In the web API, database queries take this processing version, and figure out which base processing versions go with it. It will then pull photometry from the database, ensuring that a given (rootid,visit) combination only shows up once in the lightcurve. (That is, the returned lightcurve will not include redundant photometry from the multiple different versions that are stored in the database.) It’s possible that there may be multiple base processing versions associated with a single processing version. For example, suppose that DESC uploads a set of SMP photometry and wants this to be processing version pv_smp1. The first time it’s uploaded, we create a base processing version bpv_smp1 and a processing version pv_smp1. (One entry in each of two different tables.) Later, we realize we have to redo 5% of the photometry. Rather than delete the old photometry (which would be bad if we ever decided we want to reproduce something), we would upload the replacement photometry for just those 5% of lightcurves with base processing version bpv_smp1a. We would then set pv_smp1 to be associated with base processing versions (bpv_smp1a, bpv_smp1). This is a priority-ordered list. When pulling lightcurves from the database, the queries need to pull the photometry with base processing version bpv_smp1a where it exists, and bpv_smp1 where there is no corresponding bpv_smp1a photometry.
As you can imagine, this leads to rather subtle and complicated database queries. It’s not a simple matter of pulling all the values from the diaforcedsource table for a given set of diaobjectid values and a given processing version. Rather, the query will need to join to the table that tracks which base processing versions go with which processing versions, use the necessary subqueries to make sure photometry is not duplicated, and ensure that the highest priority base processing version is extracted for each point. Because it’s easy for users to look at the table schema and come up with “obvious” queries that do the wrong thing, and because the right queries are potentially error prone (and, even if you manage to do it right, hard to write efficiently), we avoid having users make direct SQL queriers to the database. Rather, we provide web APIs where the user need only specify the processing version, and the complicated business of sorting through base processing versions is handled behind the scenes for them.
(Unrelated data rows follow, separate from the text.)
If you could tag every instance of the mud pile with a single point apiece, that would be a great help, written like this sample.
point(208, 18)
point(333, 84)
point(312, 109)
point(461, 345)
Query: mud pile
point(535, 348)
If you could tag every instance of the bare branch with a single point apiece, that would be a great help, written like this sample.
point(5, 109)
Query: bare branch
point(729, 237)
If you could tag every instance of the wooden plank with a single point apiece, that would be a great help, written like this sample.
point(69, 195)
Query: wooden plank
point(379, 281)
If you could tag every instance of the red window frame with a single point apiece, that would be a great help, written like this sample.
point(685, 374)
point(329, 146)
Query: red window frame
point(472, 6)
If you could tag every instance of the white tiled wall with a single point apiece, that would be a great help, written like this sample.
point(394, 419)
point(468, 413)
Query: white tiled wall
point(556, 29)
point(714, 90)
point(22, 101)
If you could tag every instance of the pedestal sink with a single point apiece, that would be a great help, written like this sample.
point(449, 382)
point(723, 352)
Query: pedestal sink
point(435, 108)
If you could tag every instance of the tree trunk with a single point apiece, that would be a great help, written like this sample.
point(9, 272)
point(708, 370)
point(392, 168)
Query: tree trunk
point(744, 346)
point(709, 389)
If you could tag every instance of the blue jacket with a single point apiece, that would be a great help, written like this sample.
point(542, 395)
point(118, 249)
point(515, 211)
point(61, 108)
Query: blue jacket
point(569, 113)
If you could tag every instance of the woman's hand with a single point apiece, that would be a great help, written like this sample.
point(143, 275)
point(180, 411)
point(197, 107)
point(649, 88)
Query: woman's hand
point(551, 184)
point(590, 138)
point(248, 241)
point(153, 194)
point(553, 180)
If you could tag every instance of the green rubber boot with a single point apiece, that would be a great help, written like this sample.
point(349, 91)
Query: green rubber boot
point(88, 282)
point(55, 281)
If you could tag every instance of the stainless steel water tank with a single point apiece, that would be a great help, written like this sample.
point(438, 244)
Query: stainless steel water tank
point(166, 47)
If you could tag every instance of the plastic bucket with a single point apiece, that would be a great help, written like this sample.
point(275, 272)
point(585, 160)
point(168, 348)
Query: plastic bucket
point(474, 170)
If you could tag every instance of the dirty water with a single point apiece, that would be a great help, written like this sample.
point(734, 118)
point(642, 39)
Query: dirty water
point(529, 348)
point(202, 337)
Note that the base processing version of diaobject is a bit complicated. To first order, you should just ignore the processing version of diaobject. If you select a base processing version of diasource or diaforcedsource, those rows will link back to the right diaobject, but it’s entirely possible that that diaobject will be in a different processing version than the photometry. Again, consider the example of DESC doing SMP photometry. They will do it for existing diaobjects from an existing processing version, but the photometry points themselves will be uploaded under a new processing version. Ideally, the API does this all right, but you can shoot yourself in the foot by specifying some options to the API.